Так я и не успел тогда выковырять камни. Потому что в семь утра сначала хлопнул лифт, затем во входной двери стали копошиться ключом, и я, растолканный Юлькой, едва успел, подхватив одежду, перебежать в кабинет, натянуть на себя трусы и юркнуть под покрывало, закрыв глаза.
А в девять меня уже растолкал сам Маркелов – я спал как убитый после предыдущей ночи, тревожной и бессонной, и нынешней, настоящей ночи моей первой любви – именно так я тогда про неё думал. И ко времени утренней побудки ситуация, в которую я попал, пойдя на поводу у милицейского чина, уже не казалась мне такой отчаянно безнадёжной и ужасной в своих последствиях. С Юлькой я испытал редкий по силе ощущений восторг, а Машенька мне и так, без всякого расчёта, была на самом деле ужасно симпатична.

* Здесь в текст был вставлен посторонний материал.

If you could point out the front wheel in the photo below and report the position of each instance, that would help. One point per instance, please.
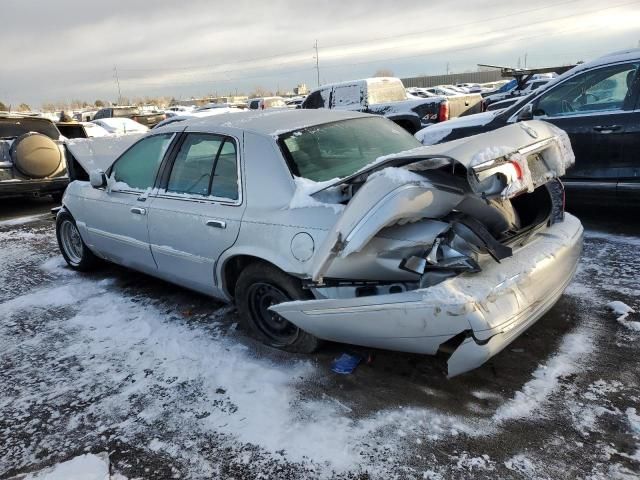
(73, 249)
(259, 287)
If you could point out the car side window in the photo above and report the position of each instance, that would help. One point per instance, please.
(602, 90)
(206, 165)
(225, 175)
(136, 169)
(193, 166)
(347, 96)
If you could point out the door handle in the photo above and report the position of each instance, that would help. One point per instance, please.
(607, 129)
(216, 223)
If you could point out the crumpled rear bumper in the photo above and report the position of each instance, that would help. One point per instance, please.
(493, 307)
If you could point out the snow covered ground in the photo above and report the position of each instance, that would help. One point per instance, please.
(118, 371)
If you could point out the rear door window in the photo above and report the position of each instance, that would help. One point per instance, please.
(136, 169)
(206, 165)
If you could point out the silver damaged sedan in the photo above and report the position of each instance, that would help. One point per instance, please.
(328, 225)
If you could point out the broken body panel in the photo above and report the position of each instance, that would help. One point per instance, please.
(462, 279)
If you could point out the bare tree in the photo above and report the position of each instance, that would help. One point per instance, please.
(383, 72)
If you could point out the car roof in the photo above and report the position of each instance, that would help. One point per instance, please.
(270, 122)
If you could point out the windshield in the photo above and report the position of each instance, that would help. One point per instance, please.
(385, 91)
(339, 149)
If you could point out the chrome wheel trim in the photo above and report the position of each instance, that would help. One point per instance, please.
(71, 242)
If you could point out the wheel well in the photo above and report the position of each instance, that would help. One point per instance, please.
(407, 125)
(234, 266)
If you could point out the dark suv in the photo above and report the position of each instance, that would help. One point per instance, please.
(32, 157)
(134, 113)
(598, 105)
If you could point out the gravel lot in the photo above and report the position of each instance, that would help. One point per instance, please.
(161, 380)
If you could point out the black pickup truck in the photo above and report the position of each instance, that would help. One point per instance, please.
(598, 105)
(134, 113)
(387, 96)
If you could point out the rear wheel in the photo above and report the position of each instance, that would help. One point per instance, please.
(259, 287)
(73, 249)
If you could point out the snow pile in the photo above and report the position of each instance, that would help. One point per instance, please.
(398, 175)
(469, 463)
(57, 266)
(431, 136)
(623, 310)
(22, 220)
(546, 378)
(522, 465)
(524, 183)
(302, 196)
(100, 152)
(83, 467)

Одного только не знал я, бодря себя надеждами, что ни Маркелову, ни Юльке самой не было до меня и до моих симпатий-антипатий никакого дела. У них была задачка, и они её решали, как умели, двумя разными способами, каждый своим. А я был для них сразу два ответа в их задачнике, которые сходились в один правильный после двух безошибочных решений. Они и нашли их, решения эти. А в остатке была Машка и был я. Сами того не предполагая, мы просто обернулись оставленной на прилавке сдачей от щедрот маркеловского стола. Мы с моей маленькой дочуркой Машенькой, с Марией Григорьевной Лунио, с мамой вашей, Дюкой.

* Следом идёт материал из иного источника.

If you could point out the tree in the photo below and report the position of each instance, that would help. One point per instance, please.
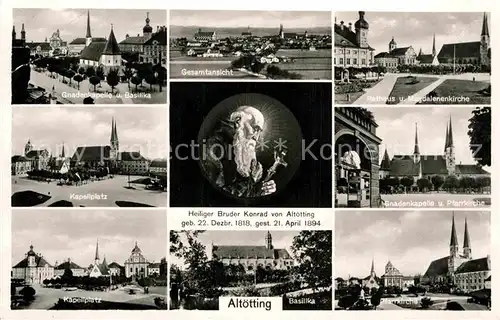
(313, 250)
(137, 81)
(480, 135)
(94, 80)
(377, 297)
(407, 182)
(78, 78)
(90, 72)
(112, 79)
(437, 181)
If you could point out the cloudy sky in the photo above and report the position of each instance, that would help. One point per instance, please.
(59, 235)
(397, 130)
(410, 240)
(254, 19)
(72, 23)
(50, 127)
(417, 28)
(281, 239)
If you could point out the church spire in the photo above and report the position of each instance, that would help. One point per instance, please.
(416, 150)
(467, 248)
(485, 31)
(434, 45)
(450, 134)
(453, 239)
(97, 251)
(88, 35)
(386, 162)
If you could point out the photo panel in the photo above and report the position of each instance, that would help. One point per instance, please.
(252, 45)
(89, 56)
(413, 260)
(413, 157)
(250, 144)
(89, 157)
(410, 58)
(267, 270)
(89, 260)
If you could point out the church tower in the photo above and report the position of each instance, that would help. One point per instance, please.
(111, 56)
(372, 270)
(115, 145)
(23, 33)
(96, 259)
(453, 259)
(467, 248)
(385, 166)
(434, 45)
(28, 147)
(416, 149)
(147, 31)
(449, 150)
(88, 35)
(361, 27)
(392, 45)
(485, 42)
(269, 241)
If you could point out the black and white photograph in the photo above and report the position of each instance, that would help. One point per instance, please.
(414, 157)
(413, 260)
(89, 56)
(283, 45)
(250, 144)
(409, 58)
(208, 265)
(81, 157)
(95, 260)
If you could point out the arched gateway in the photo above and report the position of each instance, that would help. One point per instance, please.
(356, 158)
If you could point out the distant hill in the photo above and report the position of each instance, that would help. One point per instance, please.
(189, 31)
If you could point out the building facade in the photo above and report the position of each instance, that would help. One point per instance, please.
(459, 268)
(136, 265)
(351, 47)
(253, 257)
(419, 165)
(475, 52)
(356, 158)
(33, 269)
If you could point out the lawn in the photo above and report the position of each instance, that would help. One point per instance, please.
(469, 90)
(403, 88)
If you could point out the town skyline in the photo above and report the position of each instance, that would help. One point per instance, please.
(416, 29)
(72, 23)
(399, 237)
(252, 18)
(281, 240)
(59, 235)
(396, 128)
(51, 127)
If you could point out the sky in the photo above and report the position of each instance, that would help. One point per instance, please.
(397, 130)
(411, 240)
(417, 28)
(281, 239)
(253, 19)
(50, 127)
(61, 234)
(72, 23)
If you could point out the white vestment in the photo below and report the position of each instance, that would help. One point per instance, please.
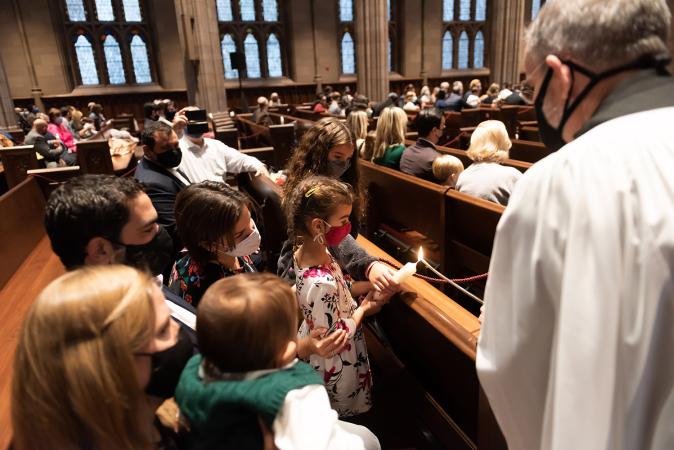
(577, 346)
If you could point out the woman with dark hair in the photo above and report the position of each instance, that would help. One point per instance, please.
(214, 224)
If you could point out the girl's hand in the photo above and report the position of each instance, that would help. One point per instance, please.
(381, 277)
(325, 347)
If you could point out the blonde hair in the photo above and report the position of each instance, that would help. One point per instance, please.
(391, 129)
(75, 380)
(489, 142)
(245, 321)
(357, 123)
(446, 165)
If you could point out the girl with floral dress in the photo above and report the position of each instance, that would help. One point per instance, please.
(318, 215)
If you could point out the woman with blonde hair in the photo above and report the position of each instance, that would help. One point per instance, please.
(390, 141)
(486, 177)
(357, 123)
(86, 358)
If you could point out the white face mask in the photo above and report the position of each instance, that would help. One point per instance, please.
(248, 246)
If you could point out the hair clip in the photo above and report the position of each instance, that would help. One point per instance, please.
(311, 192)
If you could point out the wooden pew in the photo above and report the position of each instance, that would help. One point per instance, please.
(28, 266)
(281, 137)
(16, 161)
(427, 358)
(463, 226)
(528, 151)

И только потом, через время, узнал я, что не случайно Маркелов ночевать не пришёл в тот вечер. Он просто дал дочери команду, действуй, мол, бери ситуацию в руки, закрепляй, мол, свой и мой сатанинский план. Другими словами, подтолкнул к активному действию, хотя и не тот человек была Юлька Маркелова, не той подчинённости персона. Она всю жизнь свою в непослушании у командира своего была, числилась вроде вольнонаёмного гражданского персонала, брала без уведомления право на увольнение и забастовку. И делала это вплоть до самого бегства с Фонтанки, вводя отца в бешеные припадки отчаяния и безнадёги.

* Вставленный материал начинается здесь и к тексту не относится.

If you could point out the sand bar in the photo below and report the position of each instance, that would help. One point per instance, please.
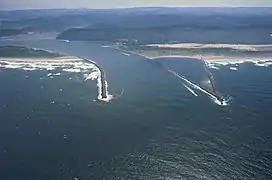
(40, 59)
(246, 47)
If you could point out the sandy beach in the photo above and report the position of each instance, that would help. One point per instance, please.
(40, 59)
(245, 47)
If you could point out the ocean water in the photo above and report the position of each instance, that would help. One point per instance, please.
(155, 128)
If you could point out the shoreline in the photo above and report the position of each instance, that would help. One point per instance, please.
(41, 59)
(245, 47)
(208, 58)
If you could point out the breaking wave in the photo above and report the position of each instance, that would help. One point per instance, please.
(89, 70)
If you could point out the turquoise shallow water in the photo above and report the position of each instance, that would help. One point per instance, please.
(156, 130)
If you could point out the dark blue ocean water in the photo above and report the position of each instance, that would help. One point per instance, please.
(156, 130)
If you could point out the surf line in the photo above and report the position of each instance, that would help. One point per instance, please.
(104, 93)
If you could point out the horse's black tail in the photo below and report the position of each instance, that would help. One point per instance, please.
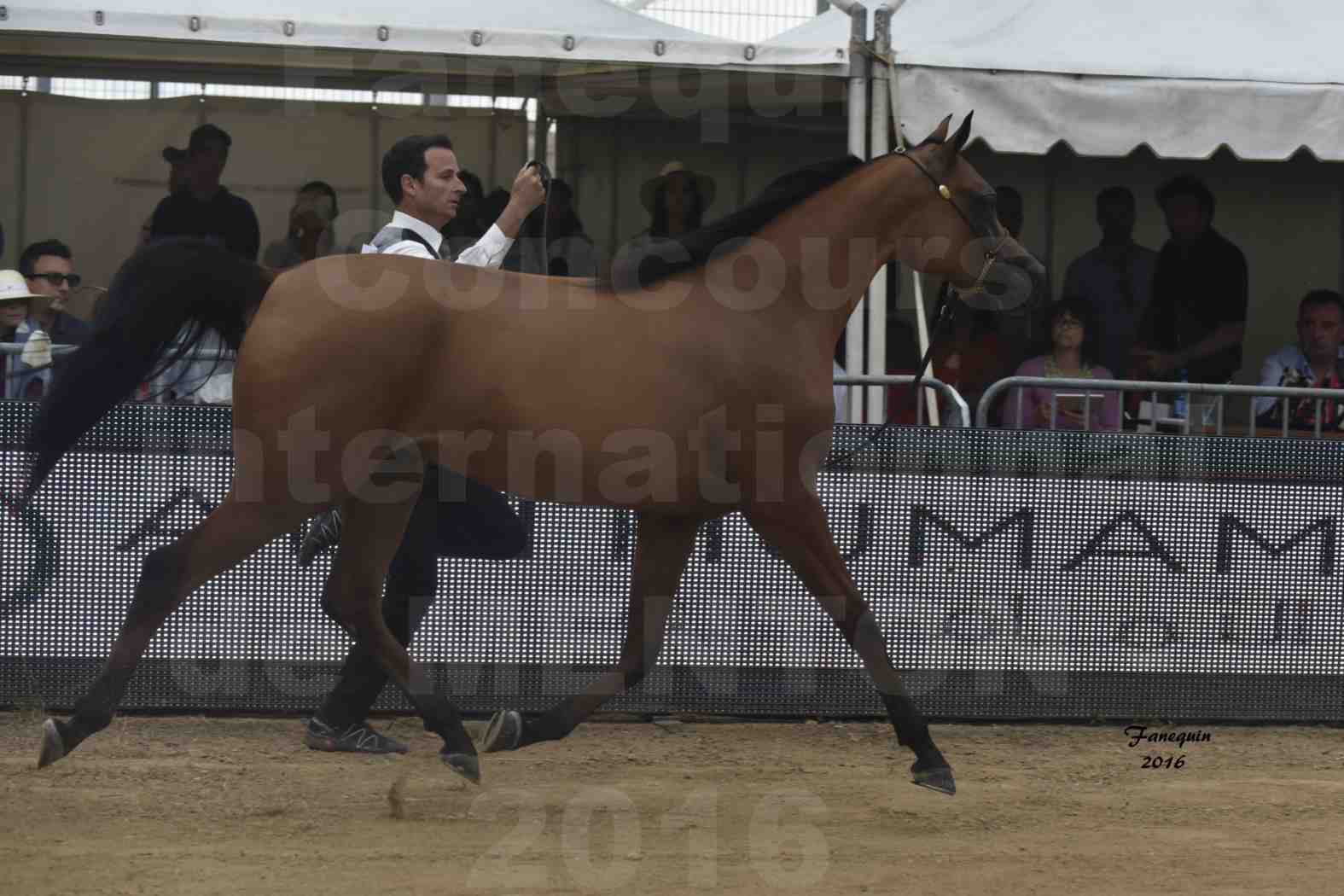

Я же, так удобно и вовремя подвернувшись, стал для них обоих снадобьем двойного действия, снявшим всего за один приём общее семейное недомогание. Что, кстати, и спасло мне жизнь. Только узнал я об этом, уже покинув Ленинград...»
В те годы, когда мы с Нямой росли, набирая быстрый ум и малый вес, про доктора Спока, американское светило в детской медицине, уже знали все. Книжки его переведённые читали, из рук в руки передавали их, а после ещё на кухнях спорили, что, мол, и прав доктор этот, и не до конца. Правда, потом говорили, отказался он от ряда положений в ученьях своих, согласившись, что накопившаяся практика сделала несколько иные выводы относительно его предположений.
Мы с Нямой своим маленьким примером как раз оказались такой противоположностью. Разными ребячьими болезнями, если не брать в расчёт этот проклятущий гипофизарный нанизм, практически не болели. Как и мама наша, Дюка, которая также избежала их в своё время. Ели мы с Нямой нормально, не всё подряд, конечно, из того, чем кормила нас Франя, но зато не кривлялись, как другие, и не портили воздух и вид дурацкой отрыжкой. Дедушку Гирша обожать стали значительно раньше разумного срока; смотрели на него со встречным умилением, начиная чуть ли не с перевёрнутого изображения. А когда всё выпрямилось и перекувыркнулось обратно, уже просто глаз не могли оторвать от того, как он навстречу нам губы вытягивал, гукал и подмигивал влажными зрачками. То есть по линии мамы всё было не по этому Споку. Зато частично совпадало по отцовскому направлению наследственности. В том смысле, что любой похожестью, на какую можно было рассчитывать, штудируя учёного и врача, похвастаться было ну никак невозможно. Даже, если в случае с Иваном и нашлось бы чего-нибудь мало-мальски завалящее для предмета будущей сыновьей гордости, то впоследствии оно бы по-любому успешно рассосалось, поскольку по характеру и по уму отец наш всё же был и есть классический недоумок.